Other than nickel, Russia is a top exporter of coal. In 2019, it was the third-largest exporter of coal globally. A bulk of the electricity across the world is still generated by burning coal. Hence, higher price of coal also means higher cost of electricity generation. Electricity prices going up will push up the cost of production of goods.

Of course, this also depends on whether governments across the world pass on the cost of higher electricity to end consumers.

That aside, coal is an important element in the making of steel — and steel is important in the making of everything from real estate to cars. This is one way how inflation will pass through the economic system. Car makers have already started raising prices.

What does all this mean?

The financial cost of the war will not just be borne by Russia and Ukraine; it is already being borne by countries all across the world in the form of higher inflation. Russia is a major commodity supplier to the world. While it is the largest country in the world in terms of area, it is ninth-largest when it comes to population: so, it still has a lot of commodities left over after its internal use.

Given this, if the war continues, the world will continue to pay for it in the form of higher inflation.
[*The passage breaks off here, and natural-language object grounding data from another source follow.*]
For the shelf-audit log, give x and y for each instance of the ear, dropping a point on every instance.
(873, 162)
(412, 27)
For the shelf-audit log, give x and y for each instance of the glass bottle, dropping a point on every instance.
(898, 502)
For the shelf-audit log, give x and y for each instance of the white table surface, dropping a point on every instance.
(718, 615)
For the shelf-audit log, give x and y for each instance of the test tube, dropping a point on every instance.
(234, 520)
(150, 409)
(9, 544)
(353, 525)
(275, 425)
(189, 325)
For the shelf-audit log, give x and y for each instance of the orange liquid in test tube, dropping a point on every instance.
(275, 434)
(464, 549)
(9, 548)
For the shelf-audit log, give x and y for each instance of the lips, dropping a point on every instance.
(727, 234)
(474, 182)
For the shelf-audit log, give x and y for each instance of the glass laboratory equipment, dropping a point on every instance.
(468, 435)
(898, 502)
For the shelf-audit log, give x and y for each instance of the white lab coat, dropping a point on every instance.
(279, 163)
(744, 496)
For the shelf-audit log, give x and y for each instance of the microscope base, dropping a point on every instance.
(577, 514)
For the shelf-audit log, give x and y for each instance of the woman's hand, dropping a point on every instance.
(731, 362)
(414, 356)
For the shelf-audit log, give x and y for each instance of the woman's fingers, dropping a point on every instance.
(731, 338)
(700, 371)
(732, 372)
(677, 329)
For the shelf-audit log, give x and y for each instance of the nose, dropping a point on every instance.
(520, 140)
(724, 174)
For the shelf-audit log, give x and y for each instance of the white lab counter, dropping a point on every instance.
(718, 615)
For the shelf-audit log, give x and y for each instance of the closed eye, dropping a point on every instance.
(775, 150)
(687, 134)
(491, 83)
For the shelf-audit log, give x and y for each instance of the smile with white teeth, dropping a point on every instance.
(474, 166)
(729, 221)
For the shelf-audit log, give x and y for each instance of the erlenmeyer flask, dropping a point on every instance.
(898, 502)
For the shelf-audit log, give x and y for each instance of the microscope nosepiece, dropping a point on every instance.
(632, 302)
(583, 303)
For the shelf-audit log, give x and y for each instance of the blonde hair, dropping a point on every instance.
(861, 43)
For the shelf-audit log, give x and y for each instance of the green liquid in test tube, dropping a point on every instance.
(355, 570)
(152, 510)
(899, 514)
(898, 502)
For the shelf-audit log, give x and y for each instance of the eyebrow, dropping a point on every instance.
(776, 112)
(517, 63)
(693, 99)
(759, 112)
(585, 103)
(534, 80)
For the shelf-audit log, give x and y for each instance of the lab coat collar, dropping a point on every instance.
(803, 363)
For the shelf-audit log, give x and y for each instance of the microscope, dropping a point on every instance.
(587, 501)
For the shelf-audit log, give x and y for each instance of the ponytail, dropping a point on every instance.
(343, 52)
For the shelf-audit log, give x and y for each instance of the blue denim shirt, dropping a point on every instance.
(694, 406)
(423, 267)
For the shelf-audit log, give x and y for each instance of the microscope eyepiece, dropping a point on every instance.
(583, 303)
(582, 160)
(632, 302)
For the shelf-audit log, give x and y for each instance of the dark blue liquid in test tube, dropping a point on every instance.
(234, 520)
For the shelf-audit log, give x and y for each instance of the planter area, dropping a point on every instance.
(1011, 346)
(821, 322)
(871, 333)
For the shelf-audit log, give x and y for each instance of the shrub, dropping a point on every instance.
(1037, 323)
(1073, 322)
If governments protect citizens by subsidising price rises, then they will have to end up borrowing more money or cut expenditure somewhere else and that will have its own set of repercussions.

What can be done to control this inflation?

Central banks have stopped printing money and at the same time decided to start raising interest rates. Earlier this month, the Federal Reserve of the United States raised its key short-term interest rate by 25 basis points. One basis point is one hundredth of a percentage.

Jerome Powell, the Chairman of the Fed, in a speech on 21 March said: “There is an obvious need to move expeditiously to return the stance of monetary policy to a more neutral level.” Many a time, central bankers do not speak in simple English. Powell basically meant that in the time to come, the Fed could raise interest rates at the rate of 50 basis points per meeting to control inflation.

Other than this, the Fed is also expected to start gradually removing all the money it had printed and pumped into the financial system. The Fed plans to suck out up to $95 billion per month.

The expectation of these moves has started moving interest rates up. At higher interest rates, people are expected to borrow and spend less. This will bring down consumer demand and in the process cool down inflation.

The US Fed expects the inflation to come down dramatically to 2.6 per cent by the end of this year.

The other rich world central banks are expected to work along similar lines. The hope is that these measures will help in controlling inflation.